The Jefferson quote "I hold it that a little rebellion now and then is a good thing, and as necessary in the political world as storms in the physical" was written before the French Revolution occurred (30 Jan 1787).  The Terror would later make him reconsider still more, though he never entirely renounced the Revolution.

Still, one quote does not make law--especially if it contradicts the law.

What the Constitution was intended on preserving is a concept called the rule of law, which is the general concept that government as well as the governed are subject to the law and that all are to be equally protected by the law. Its roots can be found in classical antiquity. The vast difference between the rule of law as opposed to that of individual rulers and tyrants is a central theme in the writings of political philosophers from the beginning. In the works of Plato and as developed in Aristotle’s writings, it implies obedience to positive law as well as rudimentary checks on rulers and magistrates.

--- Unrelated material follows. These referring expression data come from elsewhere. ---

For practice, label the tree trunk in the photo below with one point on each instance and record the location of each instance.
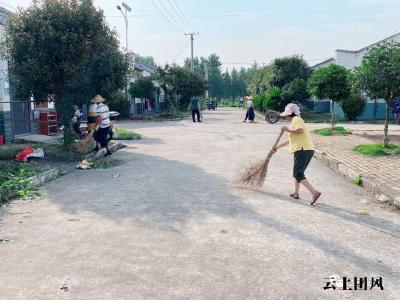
(386, 130)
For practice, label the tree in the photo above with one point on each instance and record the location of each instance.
(260, 78)
(236, 84)
(148, 60)
(143, 87)
(226, 85)
(215, 76)
(181, 83)
(287, 69)
(379, 77)
(64, 51)
(353, 106)
(331, 82)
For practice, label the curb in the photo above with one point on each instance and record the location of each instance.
(44, 177)
(383, 194)
(102, 152)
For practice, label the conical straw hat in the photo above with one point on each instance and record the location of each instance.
(97, 99)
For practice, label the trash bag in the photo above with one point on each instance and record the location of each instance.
(23, 155)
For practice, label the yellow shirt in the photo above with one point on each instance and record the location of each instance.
(300, 141)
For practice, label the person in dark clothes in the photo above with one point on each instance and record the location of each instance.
(251, 114)
(103, 122)
(77, 120)
(195, 106)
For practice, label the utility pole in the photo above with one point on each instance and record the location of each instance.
(206, 76)
(127, 9)
(192, 34)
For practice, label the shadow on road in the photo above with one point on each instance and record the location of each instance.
(167, 194)
(375, 223)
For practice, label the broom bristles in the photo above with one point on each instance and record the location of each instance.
(255, 175)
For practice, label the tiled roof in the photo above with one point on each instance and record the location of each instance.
(367, 47)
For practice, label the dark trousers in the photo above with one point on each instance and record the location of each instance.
(195, 112)
(302, 159)
(76, 127)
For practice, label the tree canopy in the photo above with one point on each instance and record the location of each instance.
(64, 51)
(287, 69)
(143, 87)
(180, 83)
(331, 82)
(379, 76)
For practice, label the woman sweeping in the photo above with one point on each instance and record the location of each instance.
(302, 146)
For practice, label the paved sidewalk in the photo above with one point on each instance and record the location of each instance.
(382, 172)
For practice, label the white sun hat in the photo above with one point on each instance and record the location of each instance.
(291, 108)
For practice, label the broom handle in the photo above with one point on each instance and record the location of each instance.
(278, 139)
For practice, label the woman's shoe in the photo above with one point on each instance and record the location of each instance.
(315, 198)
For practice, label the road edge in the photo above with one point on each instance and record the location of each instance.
(382, 193)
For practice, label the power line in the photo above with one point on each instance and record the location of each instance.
(211, 15)
(8, 5)
(181, 52)
(183, 16)
(165, 16)
(171, 16)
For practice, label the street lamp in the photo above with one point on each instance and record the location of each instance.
(124, 10)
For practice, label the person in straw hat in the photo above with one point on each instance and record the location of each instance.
(103, 122)
(302, 146)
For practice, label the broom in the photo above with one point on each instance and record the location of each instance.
(86, 145)
(255, 175)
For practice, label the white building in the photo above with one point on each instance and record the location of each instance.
(353, 58)
(139, 105)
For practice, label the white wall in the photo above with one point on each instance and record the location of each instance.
(353, 59)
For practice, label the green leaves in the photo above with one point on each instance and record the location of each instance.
(379, 73)
(287, 69)
(65, 51)
(182, 82)
(331, 82)
(143, 87)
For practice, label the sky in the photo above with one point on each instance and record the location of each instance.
(244, 31)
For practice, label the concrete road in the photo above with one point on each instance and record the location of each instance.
(170, 223)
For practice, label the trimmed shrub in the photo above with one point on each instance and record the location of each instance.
(273, 100)
(353, 106)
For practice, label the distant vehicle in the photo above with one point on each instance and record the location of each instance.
(272, 116)
(211, 105)
(114, 115)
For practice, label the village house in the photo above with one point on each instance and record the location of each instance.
(350, 59)
(140, 106)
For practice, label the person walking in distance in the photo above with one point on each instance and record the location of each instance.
(77, 120)
(302, 146)
(195, 106)
(103, 123)
(250, 110)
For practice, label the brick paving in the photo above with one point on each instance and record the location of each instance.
(384, 170)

That said, one cannot claim to be a "Constitutionalist" if one does not believe in obeying the law, and working within the system to change the law if one disagrees with it.

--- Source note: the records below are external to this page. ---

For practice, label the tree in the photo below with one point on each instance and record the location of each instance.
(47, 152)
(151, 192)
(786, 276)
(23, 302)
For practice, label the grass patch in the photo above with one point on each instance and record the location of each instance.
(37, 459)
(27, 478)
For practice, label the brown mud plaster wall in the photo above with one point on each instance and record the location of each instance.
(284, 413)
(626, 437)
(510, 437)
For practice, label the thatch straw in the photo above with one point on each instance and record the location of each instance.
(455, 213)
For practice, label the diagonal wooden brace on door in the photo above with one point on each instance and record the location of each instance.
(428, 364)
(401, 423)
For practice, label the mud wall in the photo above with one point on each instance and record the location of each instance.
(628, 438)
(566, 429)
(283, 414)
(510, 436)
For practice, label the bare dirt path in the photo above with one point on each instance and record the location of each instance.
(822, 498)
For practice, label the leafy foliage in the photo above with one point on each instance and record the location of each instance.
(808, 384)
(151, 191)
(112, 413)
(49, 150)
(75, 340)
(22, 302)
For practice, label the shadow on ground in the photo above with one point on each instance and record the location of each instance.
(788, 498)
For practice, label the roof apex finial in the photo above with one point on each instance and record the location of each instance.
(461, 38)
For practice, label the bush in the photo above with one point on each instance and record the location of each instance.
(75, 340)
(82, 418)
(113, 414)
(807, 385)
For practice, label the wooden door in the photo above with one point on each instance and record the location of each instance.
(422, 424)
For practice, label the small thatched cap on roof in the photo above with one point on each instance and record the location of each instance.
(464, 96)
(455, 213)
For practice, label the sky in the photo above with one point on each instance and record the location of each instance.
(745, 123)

The ultimate point is that the Constitution does not countenance violent overthrow of the government, but using the system to make any change.

1 comment:

  1. Whether it is the Cliven Bundy crowd, the mis-named Oath Keepers (more like gutless oath breakers) or the crazy rebellion minded misnamed Constitutional sheriff's crowd, or those trying to install Christianity as their state religion in the idiot Bible Belt, those who claim to revere the constitution are, consistently, the worst offenders against it, and the most ignorant of what it contains, as well as the historical context that led to the Articles of Confederation (and perpetual union) to be dumped in favor of our current Constitution arrangement.

    These jerks and anti-patriots or at best pseudo-patriots are a blight on the country, and the antithesis of freedom and liberty.